七澤 のぞみ 2
「はぁ……」
会議室から退室した私は、大きな溜め息をつく。
こんなに早く、七澤グループ関係の仕事が来るとは予想してなかった。
厳密には『ななぼし銀行』はグループ内企業ではないけど、昔からのメインバンクだから関係は深い。
(お父様に電話しないと)
使われていない休憩室を探そうと、上への階段を昇っていった。
+++
「……もしもし。のぞみです。お父様、お時間よろしいですか?」
『そうだな……。五分ぐらいなら大丈夫そうだ。どうした?』
「実は──」
先ほどの会議室での話を、簡潔に説明する。
父は口を挟まず、黙って聞いてくれた。
「──ということなのですが、お父様?」
『何だ?』
「このお仕事は、お父様が動いて発生したものでしょうか?」
七澤の名前で、仕事が来るのは仕方がない。
それに関しては、オーディションを受ける時に納得している。
でも、父や祖父が働き掛けた場合は別だ。
ただでさえ、他のメンバーに事務所から特別待遇を受けていると誤解されているのに。
『いや。私は関係していないぞ』
「……でしたら、お祖父様が」
『父にも、余計なことをしないように言ってある』
「そうですか……」
『……だが、のぞみのために、私に隠れて影響力を発揮している可能性は否定できない』
父方の祖父は、私を溺愛している。
だから、応援する意味で動いている可能性は無いとは言い切れない。
もちろん、そんな露骨にしてはいないだろうけど。
これも姉から敵視されている原因の一つだ。
もし、祖父が動いていたとして、それが姉に発覚すると酷い嫌味が出ると思う。
『……んっ。

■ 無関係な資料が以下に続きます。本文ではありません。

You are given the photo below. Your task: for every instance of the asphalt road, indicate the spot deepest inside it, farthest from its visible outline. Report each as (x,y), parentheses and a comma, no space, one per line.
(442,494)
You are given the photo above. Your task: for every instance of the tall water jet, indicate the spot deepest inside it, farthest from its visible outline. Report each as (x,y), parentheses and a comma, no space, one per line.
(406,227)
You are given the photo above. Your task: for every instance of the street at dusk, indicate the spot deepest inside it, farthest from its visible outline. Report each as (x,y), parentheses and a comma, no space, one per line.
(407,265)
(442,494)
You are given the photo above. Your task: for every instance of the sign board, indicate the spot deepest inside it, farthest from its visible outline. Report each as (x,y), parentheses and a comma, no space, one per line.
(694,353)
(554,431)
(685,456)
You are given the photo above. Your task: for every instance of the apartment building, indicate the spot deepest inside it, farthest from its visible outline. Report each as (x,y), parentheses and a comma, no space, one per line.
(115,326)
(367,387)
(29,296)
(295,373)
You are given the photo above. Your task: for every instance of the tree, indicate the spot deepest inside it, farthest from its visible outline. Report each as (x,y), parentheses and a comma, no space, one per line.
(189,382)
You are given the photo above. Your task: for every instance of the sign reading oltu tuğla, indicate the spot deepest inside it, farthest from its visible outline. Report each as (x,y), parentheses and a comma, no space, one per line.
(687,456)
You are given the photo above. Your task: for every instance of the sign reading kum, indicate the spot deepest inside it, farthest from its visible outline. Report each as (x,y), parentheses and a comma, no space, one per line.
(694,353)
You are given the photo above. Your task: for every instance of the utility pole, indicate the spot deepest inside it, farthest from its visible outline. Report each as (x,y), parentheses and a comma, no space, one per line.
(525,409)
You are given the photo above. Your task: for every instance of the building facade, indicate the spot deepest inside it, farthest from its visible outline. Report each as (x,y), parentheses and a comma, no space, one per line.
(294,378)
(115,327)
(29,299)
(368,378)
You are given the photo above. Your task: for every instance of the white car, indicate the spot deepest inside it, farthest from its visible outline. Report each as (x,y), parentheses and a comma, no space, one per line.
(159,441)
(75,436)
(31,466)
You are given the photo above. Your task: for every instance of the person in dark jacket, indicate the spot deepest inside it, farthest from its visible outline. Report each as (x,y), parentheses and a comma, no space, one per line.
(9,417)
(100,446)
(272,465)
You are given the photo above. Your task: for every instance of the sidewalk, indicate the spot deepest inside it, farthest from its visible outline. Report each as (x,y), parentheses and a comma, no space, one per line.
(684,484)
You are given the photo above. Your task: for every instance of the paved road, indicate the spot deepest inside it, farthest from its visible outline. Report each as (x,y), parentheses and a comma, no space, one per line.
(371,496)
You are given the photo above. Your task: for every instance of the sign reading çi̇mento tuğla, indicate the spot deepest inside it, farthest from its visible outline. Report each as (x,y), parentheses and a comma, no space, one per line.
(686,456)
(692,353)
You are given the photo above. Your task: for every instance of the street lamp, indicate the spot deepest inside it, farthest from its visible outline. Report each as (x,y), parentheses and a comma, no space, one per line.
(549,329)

どちらにしろ、私からはその案件は受けるべきだとしか言えない』
「お父様……」
『せっかく仕事を出したのに、断られれば当然悪印象を受ける。忖度でも父が動いた結果だとしてもな』
「……はい」
『それに仲の良い萱沼さんも一緒なんだろ? 初めてのCM仕事にしては好条件だ』
「ええ」
そう、美久里ちゃんとの一緒の案件というのが断りたくない理由だ。
流石に初めての個人の仕事を一人でするのは心細い。
誰か、マネージャーとして付いてきてもらってもだ。
『もう、電話を切らないといけない。だから、最後に言っておく』
「なんでしょうか?」
『……アイドルになると決めたのはのぞみだ。だから、今回ものぞみが決めるべきだ』
「…………」
『よく考えて出した結論を、私は尊重する。以上だ』
「はい。わかりました」
『……いつでも電話を掛けてきなさい。愛する娘よ』
こう言って、父は電話を切った。
「のぞみの好きにしていい、ってことですよね?」
とりあえず、今日中に結論を出す必要は無いはずである。
これから土曜のミニライブがあるし、そちらに集中しなくては。
(週明けでも大丈夫でしょう。今はミニライブのことです)
そろそろ、会場のライブハウスに移動しよう。
まずは、先ほどの会議室に行って美久里ちゃんの様子を見よう。
大丈夫なら、一緒にライブハウスに行く。
途中で、彼女の案件の話を聞けたら聞きたいし。